ところが、現在はサラリーマン出身の経営者が増えています。強い志をもって企業を率いるという気概は薄れ、利益追求だけに目を向けがちです。かつサラリーマン経営者には任期があるため、どうしても目先のことに気持ちが向いてしまいがちです。

大事な改革には時間がかかるものですが、じっくり取り組んでいては成果が上がりません。サラリーマン経営者にとってそれは避けなければいけないというやむを得ない事情があります。こうした背景から人間力が強化されることは難しくなります。

サラリーマン社会では目先の成果だけで人物を評価することが多く、目先の成果だけを見て、人物そのものの評価が疎(おろそ)かになるという傾向があります。

私の経験から見ても、人間的に優れたサラリーマンは、力量の小さな経営陣に疎(うと)まれることが多く、途中で切り捨てられるケースがほとんどでした。どうしても個人的な好き嫌いや派閥などが絡んだ情実人事で経営者が決まっていくというのが今の日本企業の実情なのです。

有能な社員が辞表を叩きつけて企業を去った、クーデターを起こし経営者が変わったなどという話もあちこちで聞かれます。また、役員になれば、仕事の大半が人間関係の調整に割かれてしまうという現実があります。
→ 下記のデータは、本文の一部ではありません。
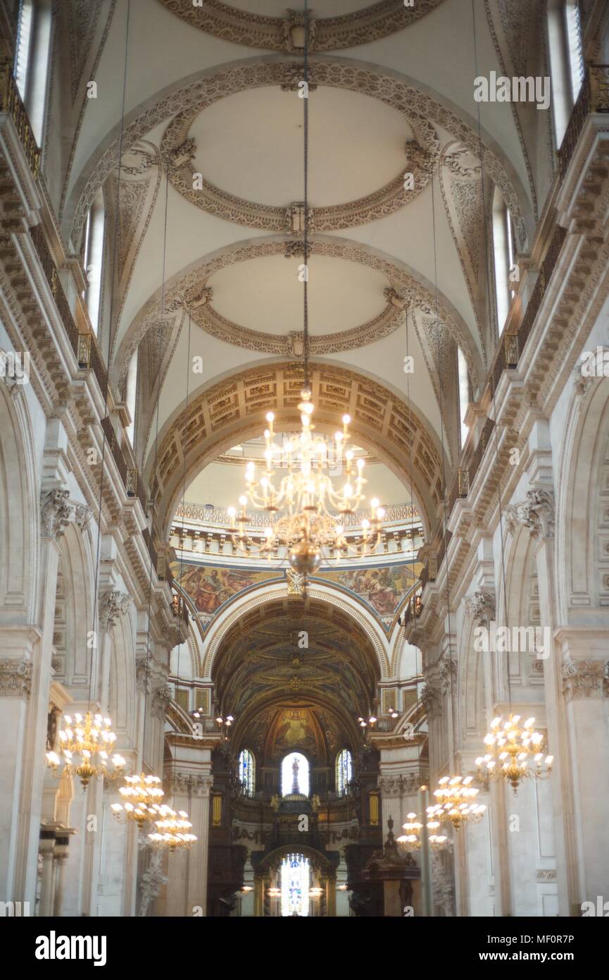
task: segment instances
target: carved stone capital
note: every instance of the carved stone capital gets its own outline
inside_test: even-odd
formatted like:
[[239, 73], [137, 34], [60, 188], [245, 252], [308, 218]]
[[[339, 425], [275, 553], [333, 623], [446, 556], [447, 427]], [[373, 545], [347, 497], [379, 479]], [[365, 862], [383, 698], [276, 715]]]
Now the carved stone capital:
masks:
[[131, 596], [117, 589], [109, 589], [100, 599], [100, 628], [112, 629], [118, 616], [131, 605]]
[[603, 698], [609, 694], [609, 662], [572, 661], [563, 663], [562, 689], [565, 699]]
[[440, 680], [442, 683], [442, 690], [445, 694], [448, 694], [448, 692], [452, 689], [452, 685], [456, 684], [456, 677], [457, 677], [456, 661], [452, 660], [449, 657], [446, 657], [445, 654], [443, 654], [443, 656], [440, 658], [438, 662], [438, 668], [440, 670]]
[[469, 599], [465, 600], [465, 609], [475, 622], [488, 628], [491, 625], [491, 620], [494, 619], [496, 609], [494, 594], [492, 592], [476, 592]]
[[152, 696], [152, 712], [156, 718], [164, 718], [171, 704], [171, 688], [168, 684], [161, 684]]
[[40, 533], [44, 538], [57, 541], [70, 523], [72, 509], [70, 491], [56, 487], [40, 497]]
[[165, 786], [171, 787], [174, 792], [191, 794], [199, 798], [209, 797], [213, 786], [213, 776], [179, 770], [165, 776], [164, 781]]
[[0, 698], [28, 698], [30, 689], [31, 663], [0, 661]]
[[507, 529], [514, 534], [519, 526], [527, 527], [537, 541], [554, 537], [554, 494], [536, 487], [529, 490], [522, 504], [511, 504], [505, 511]]
[[384, 797], [411, 796], [418, 792], [421, 778], [418, 773], [400, 773], [398, 776], [379, 776], [378, 787]]
[[73, 508], [74, 524], [76, 524], [76, 526], [80, 528], [81, 533], [84, 534], [89, 527], [89, 523], [91, 522], [93, 512], [90, 507], [86, 506], [86, 504], [74, 504]]
[[442, 692], [440, 687], [429, 682], [421, 689], [421, 704], [427, 717], [431, 720], [442, 711]]

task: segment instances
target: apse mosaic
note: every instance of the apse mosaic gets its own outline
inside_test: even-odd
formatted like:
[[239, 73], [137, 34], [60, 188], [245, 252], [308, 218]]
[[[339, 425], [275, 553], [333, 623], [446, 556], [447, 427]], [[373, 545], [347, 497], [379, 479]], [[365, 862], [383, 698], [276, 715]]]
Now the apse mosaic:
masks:
[[[312, 581], [330, 582], [363, 601], [381, 620], [385, 629], [394, 621], [398, 608], [418, 580], [422, 564], [386, 564], [320, 571]], [[260, 569], [221, 567], [173, 562], [171, 571], [176, 582], [190, 596], [203, 628], [207, 628], [218, 610], [234, 596], [262, 582], [286, 577], [284, 568]]]

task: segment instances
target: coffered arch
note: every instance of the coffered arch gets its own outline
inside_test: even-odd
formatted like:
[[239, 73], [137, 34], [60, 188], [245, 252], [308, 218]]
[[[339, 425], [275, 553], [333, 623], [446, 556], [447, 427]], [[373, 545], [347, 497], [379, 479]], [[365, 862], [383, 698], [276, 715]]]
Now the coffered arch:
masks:
[[[337, 417], [349, 414], [352, 438], [373, 450], [404, 489], [412, 482], [414, 502], [430, 534], [442, 497], [443, 461], [440, 441], [425, 416], [370, 376], [318, 361], [309, 371], [316, 428], [333, 433]], [[280, 416], [278, 428], [298, 428], [303, 380], [302, 363], [258, 363], [215, 379], [192, 396], [188, 408], [185, 400], [180, 404], [160, 432], [151, 479], [165, 535], [184, 482], [236, 442], [257, 435], [269, 410]], [[149, 473], [150, 468], [149, 463]]]

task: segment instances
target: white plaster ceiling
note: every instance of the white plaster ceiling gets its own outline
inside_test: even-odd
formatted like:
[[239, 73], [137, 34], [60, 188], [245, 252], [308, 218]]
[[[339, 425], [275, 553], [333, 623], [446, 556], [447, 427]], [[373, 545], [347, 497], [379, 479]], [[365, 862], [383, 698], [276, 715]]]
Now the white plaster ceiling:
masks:
[[[285, 16], [286, 9], [282, 0], [242, 0], [235, 6], [277, 17]], [[482, 4], [478, 6], [478, 72], [488, 74], [494, 70], [501, 74]], [[332, 17], [361, 7], [362, 0], [338, 0], [314, 5], [313, 14], [317, 18]], [[100, 152], [119, 133], [124, 13], [124, 4], [118, 2], [95, 73], [99, 97], [86, 102], [68, 177], [68, 216], [73, 213]], [[202, 74], [212, 76], [235, 65], [277, 62], [284, 57], [294, 61], [296, 56], [257, 52], [220, 40], [173, 16], [156, 0], [131, 0], [124, 98], [126, 124], [144, 111], [152, 112], [162, 98], [196, 82]], [[367, 72], [405, 79], [419, 92], [436, 98], [474, 132], [480, 108], [483, 132], [501, 157], [510, 177], [520, 181], [519, 193], [526, 204], [527, 168], [511, 107], [501, 104], [494, 104], [492, 109], [479, 107], [473, 100], [476, 71], [470, 4], [464, 0], [445, 0], [431, 14], [395, 34], [316, 57], [352, 66], [355, 71], [361, 66]], [[154, 120], [140, 138], [161, 147], [166, 126], [178, 108], [176, 103], [162, 122]], [[410, 105], [404, 109], [414, 111]], [[278, 85], [246, 89], [206, 108], [202, 106], [191, 127], [197, 141], [196, 166], [207, 180], [223, 191], [286, 207], [303, 198], [302, 122], [302, 100], [295, 92], [281, 91]], [[438, 122], [433, 124], [442, 146], [455, 139], [449, 129]], [[404, 142], [411, 132], [403, 117], [378, 98], [320, 85], [311, 92], [309, 126], [312, 208], [344, 203], [373, 192], [396, 177], [404, 166]], [[206, 257], [237, 244], [262, 240], [267, 234], [209, 214], [185, 200], [170, 183], [167, 195], [164, 252], [164, 174], [152, 214], [140, 219], [139, 233], [143, 237], [123, 298], [115, 337], [116, 355], [124, 355], [125, 338], [130, 336], [146, 304], [160, 290], [164, 267], [165, 282], [170, 283]], [[400, 210], [330, 234], [407, 267], [432, 293], [437, 285], [451, 315], [468, 332], [471, 350], [477, 352], [484, 367], [467, 282], [437, 178]], [[279, 255], [236, 263], [214, 272], [206, 283], [213, 289], [213, 308], [227, 319], [253, 330], [275, 335], [301, 330], [302, 286], [295, 276], [297, 265], [298, 260], [287, 261]], [[387, 284], [382, 273], [363, 265], [312, 256], [311, 333], [347, 330], [376, 317], [385, 306], [383, 287]], [[440, 441], [441, 413], [412, 327], [409, 352], [415, 359], [415, 372], [407, 377], [402, 370], [405, 329], [399, 327], [367, 346], [330, 354], [324, 360], [380, 381], [398, 393], [403, 401], [409, 398]], [[194, 356], [201, 357], [203, 371], [196, 376], [190, 373], [187, 380], [189, 358]], [[189, 397], [193, 398], [202, 387], [264, 359], [273, 360], [262, 352], [212, 337], [199, 326], [192, 329], [189, 347], [183, 328], [161, 394], [160, 431], [163, 432], [170, 416], [183, 409], [187, 387]], [[116, 378], [120, 366], [112, 367]], [[154, 434], [151, 434], [149, 450], [153, 444]], [[208, 469], [211, 473], [211, 467]]]
[[[266, 256], [220, 270], [208, 280], [213, 289], [213, 309], [253, 330], [276, 334], [302, 330], [302, 261]], [[387, 304], [383, 296], [387, 285], [388, 279], [375, 270], [329, 256], [310, 256], [311, 336], [348, 330], [377, 317]]]

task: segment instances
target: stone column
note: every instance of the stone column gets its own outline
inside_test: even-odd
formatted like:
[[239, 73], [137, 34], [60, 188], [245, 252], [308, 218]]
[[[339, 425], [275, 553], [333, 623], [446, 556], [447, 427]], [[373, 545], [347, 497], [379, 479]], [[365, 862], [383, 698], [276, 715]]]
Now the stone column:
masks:
[[[540, 451], [539, 451], [540, 452]], [[529, 530], [537, 544], [536, 566], [542, 627], [554, 636], [557, 623], [554, 563], [554, 495], [547, 479], [528, 491], [526, 500], [506, 511], [508, 531]], [[548, 752], [554, 757], [552, 788], [554, 841], [559, 914], [569, 916], [579, 908], [578, 858], [575, 839], [573, 771], [569, 746], [569, 721], [563, 698], [562, 657], [554, 640], [543, 660], [543, 686], [547, 712]]]
[[40, 888], [40, 906], [38, 915], [48, 918], [53, 915], [55, 897], [53, 894], [53, 864], [55, 857], [55, 834], [45, 835], [40, 839], [40, 854], [42, 855], [42, 884]]
[[[556, 640], [562, 683], [577, 839], [577, 902], [607, 901], [609, 849], [599, 847], [609, 824], [600, 782], [609, 771], [609, 643], [607, 629], [565, 628]], [[576, 909], [574, 909], [576, 911]]]

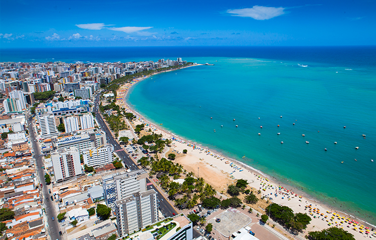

小さな出来事から大きな出来事に至るまで権力闘争に満ちているのが今の日本企業といえます。権力闘争に明け暮れる企業に将来はありません。高い人間力を身につけた者の中から経営者を選ぶ必要があるのです。

つまり、現在のサラリーマン社会では個人の利害や感情が組織を動かすことが多く、これが企業の活力を削いでいるようです。これからは企業全体の利益という視点で、公正にものごとを判断できる人間力を養う必要があるのです。